Southeastern Section - 65th Annual Meeting - 2016

Paper No. 12-10
Presentation Time: 8:00 AM-5:30 PM

EXAMINING TEMPORAL AND SPATIAL VARIABILITY OF BEACH EROSION ALONG THE GRAND STRAND, SC


DOLAN, Aundrea M., School of Coastal and Marine Systems Science, Coastal Carolina University, Conway, SC 29526, HILL, Jenna C., Marine Science Department, Coastal Carolina University, P.O. Box 261954, Conway, SC 29526; School of Coastal and Marine Systems Science, Coastal Carolina University, P.O. Box 261954, Conway, SC 29528, HANEBUTH, Till J.J., School of Coastal and Marine Systems Science, Coastal Carolina University, Conway, SC 29528, MISELIS, Jennifer, U.S. Geological Survey, St. Petersburg Coastal and Marine Science Center, 600 4th St. S, Saint Petersburg, FL 33701 and GAYES, Paul, School of Coastal and Marine Systems Science, Coastal Carolina University, P.O. Box 261954, Conway, SC 29528, amdolan@g.coastal.edu

Increasing erosional pressures on coastal systems due to rising sea level and the unnatural vulnerability of societal oceanfront infrastructure require a better understanding of the mechanisms of natural and anthropogenic induced alterations. This is especially important in sediment-starved coastal systems where the effects from geologic framework may exert a disproportionate influence. Studies into coastal geologic framework and erosional patterns are comprehensive and well documented, yet detailed analysis of their temporal and spatial connection in South Carolina is limited.
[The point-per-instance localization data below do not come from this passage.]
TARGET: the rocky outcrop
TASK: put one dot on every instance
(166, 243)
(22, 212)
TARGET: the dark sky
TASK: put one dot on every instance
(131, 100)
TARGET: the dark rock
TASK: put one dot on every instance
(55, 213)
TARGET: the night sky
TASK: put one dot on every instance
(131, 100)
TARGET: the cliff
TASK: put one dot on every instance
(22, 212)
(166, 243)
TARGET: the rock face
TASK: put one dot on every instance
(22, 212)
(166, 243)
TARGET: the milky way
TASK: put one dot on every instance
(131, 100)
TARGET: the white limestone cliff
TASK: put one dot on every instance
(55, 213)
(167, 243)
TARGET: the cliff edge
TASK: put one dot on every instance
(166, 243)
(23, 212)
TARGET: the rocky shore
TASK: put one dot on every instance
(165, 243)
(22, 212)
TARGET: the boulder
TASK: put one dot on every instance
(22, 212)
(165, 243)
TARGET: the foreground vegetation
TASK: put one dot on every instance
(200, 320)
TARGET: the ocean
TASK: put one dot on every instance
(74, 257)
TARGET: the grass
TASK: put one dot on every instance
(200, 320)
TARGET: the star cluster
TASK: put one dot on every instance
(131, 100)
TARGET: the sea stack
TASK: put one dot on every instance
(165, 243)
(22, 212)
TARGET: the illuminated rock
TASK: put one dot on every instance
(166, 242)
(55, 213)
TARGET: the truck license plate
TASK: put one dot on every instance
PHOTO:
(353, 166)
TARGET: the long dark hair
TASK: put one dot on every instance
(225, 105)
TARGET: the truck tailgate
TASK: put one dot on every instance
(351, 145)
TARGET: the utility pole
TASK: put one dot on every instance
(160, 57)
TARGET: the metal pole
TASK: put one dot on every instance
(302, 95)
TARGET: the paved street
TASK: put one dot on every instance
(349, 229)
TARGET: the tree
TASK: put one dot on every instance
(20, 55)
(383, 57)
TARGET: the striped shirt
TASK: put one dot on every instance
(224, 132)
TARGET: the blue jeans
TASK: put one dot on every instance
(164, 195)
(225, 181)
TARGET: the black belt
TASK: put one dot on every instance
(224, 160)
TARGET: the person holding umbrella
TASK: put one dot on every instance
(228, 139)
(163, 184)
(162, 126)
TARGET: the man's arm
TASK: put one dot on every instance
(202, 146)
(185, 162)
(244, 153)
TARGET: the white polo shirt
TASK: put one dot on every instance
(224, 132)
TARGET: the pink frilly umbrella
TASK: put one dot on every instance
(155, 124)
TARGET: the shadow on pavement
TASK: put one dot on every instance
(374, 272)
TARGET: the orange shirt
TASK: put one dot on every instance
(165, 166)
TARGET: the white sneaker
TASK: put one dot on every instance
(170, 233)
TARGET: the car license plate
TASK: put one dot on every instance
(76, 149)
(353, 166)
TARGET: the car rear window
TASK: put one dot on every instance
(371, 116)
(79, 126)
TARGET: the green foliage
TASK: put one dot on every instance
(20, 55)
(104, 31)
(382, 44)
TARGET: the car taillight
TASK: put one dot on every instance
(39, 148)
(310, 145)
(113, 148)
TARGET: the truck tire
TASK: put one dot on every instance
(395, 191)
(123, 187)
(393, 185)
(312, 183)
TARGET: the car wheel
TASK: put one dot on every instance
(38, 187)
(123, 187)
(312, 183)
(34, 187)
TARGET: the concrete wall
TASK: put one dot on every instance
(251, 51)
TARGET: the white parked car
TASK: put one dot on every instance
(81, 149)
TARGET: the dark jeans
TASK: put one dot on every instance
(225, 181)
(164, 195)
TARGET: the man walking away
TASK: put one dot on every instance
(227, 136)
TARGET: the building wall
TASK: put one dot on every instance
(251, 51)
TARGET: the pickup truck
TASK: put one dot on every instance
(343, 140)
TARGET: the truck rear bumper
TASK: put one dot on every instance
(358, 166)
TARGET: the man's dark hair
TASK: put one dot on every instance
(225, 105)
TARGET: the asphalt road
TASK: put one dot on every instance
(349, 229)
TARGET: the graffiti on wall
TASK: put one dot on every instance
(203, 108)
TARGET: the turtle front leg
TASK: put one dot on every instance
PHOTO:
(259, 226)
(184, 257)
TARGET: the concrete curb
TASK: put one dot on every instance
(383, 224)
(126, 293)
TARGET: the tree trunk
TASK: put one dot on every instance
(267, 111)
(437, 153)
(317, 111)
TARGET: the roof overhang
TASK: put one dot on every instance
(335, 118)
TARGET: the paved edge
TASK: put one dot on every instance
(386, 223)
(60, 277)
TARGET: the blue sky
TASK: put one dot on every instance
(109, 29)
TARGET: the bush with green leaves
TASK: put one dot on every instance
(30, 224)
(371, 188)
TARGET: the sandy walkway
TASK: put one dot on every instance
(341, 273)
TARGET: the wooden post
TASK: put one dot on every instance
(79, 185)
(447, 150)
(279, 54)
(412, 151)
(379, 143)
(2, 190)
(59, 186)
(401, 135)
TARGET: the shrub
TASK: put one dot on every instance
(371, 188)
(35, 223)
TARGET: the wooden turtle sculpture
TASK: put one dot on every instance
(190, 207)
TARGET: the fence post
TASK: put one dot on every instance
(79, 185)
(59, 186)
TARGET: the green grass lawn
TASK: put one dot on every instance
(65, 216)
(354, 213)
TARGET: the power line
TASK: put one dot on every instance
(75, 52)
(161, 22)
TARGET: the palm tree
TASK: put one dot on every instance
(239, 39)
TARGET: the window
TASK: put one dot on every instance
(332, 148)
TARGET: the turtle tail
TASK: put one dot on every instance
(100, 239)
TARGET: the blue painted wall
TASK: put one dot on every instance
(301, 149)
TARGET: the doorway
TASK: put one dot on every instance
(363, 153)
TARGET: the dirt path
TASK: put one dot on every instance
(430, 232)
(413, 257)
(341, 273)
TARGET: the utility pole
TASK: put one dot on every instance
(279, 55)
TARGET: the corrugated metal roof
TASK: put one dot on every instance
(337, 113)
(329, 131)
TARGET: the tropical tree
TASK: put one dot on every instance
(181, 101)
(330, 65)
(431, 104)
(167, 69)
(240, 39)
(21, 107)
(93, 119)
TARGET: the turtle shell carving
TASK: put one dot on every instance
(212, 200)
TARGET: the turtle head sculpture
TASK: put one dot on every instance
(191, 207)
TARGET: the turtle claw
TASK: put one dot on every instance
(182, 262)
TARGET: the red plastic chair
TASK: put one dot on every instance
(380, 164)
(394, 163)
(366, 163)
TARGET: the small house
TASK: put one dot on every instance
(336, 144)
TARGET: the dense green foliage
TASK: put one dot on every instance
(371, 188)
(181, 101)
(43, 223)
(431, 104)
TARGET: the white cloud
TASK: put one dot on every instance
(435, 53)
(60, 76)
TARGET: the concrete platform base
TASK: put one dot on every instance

The Grand Strand region of South Carolina has a comprehensive set of geophysical data, such as seismic, sonar, and a rich suite of RTK-DGPS surveys of a shoreline contour (MHW; 0.625 m) collected monthly since 2007 to consider shoreline variability over 52 km of coastline. Calculation of various statistical parameters using the USGS Digital Shoreline Analysis System v4.2 software, including end point rate (EPR), linear regression rate (LRR) and shoreline change envelope (SCE), provides quantitative assessment of shoreline behavior. Spectral analysis is utilized to define patterns in spatial variability.
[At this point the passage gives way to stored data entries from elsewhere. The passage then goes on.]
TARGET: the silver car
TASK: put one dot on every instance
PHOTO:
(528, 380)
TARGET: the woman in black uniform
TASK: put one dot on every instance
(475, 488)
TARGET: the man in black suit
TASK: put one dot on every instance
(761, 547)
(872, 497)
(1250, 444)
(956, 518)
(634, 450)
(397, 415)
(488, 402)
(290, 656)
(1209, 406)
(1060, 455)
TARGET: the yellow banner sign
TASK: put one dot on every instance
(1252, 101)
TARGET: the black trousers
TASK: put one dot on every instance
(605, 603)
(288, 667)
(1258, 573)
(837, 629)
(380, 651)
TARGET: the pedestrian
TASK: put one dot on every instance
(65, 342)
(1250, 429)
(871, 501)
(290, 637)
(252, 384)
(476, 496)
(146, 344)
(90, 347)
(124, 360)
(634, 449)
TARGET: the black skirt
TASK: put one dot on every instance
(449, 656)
Preliminary results discern the significance of anthropogenic influences, namely beach renourishment projects, on rates of shoreline erosion and accretion. These initial results demonstrate the defining influence of framework in locations of known historical inlets and increased shoreline position variability. Aside from a section of shoreline exhibiting distinctly higher net shoreline movement from the mean, the amount of shoreline change generally increases in the southerly direction from North Myrtle Beach into Arcadian Shores (SCE mean increasing from 27.2 m to 40.26 m), while similar patterns are not reflected in southern regions of the Grand Strand. Additional spectral analysis shows significant alongshore variability on the order of 1-1.6 km for the northern portion of the Grand Strand, with a smaller spatial variability of 0.6-0.8 km dominating the southern regions. Continued efforts will focus on differentiating the influence of framework and other drivers including storm influence and bar presence on the variabilities in shoreline behavior.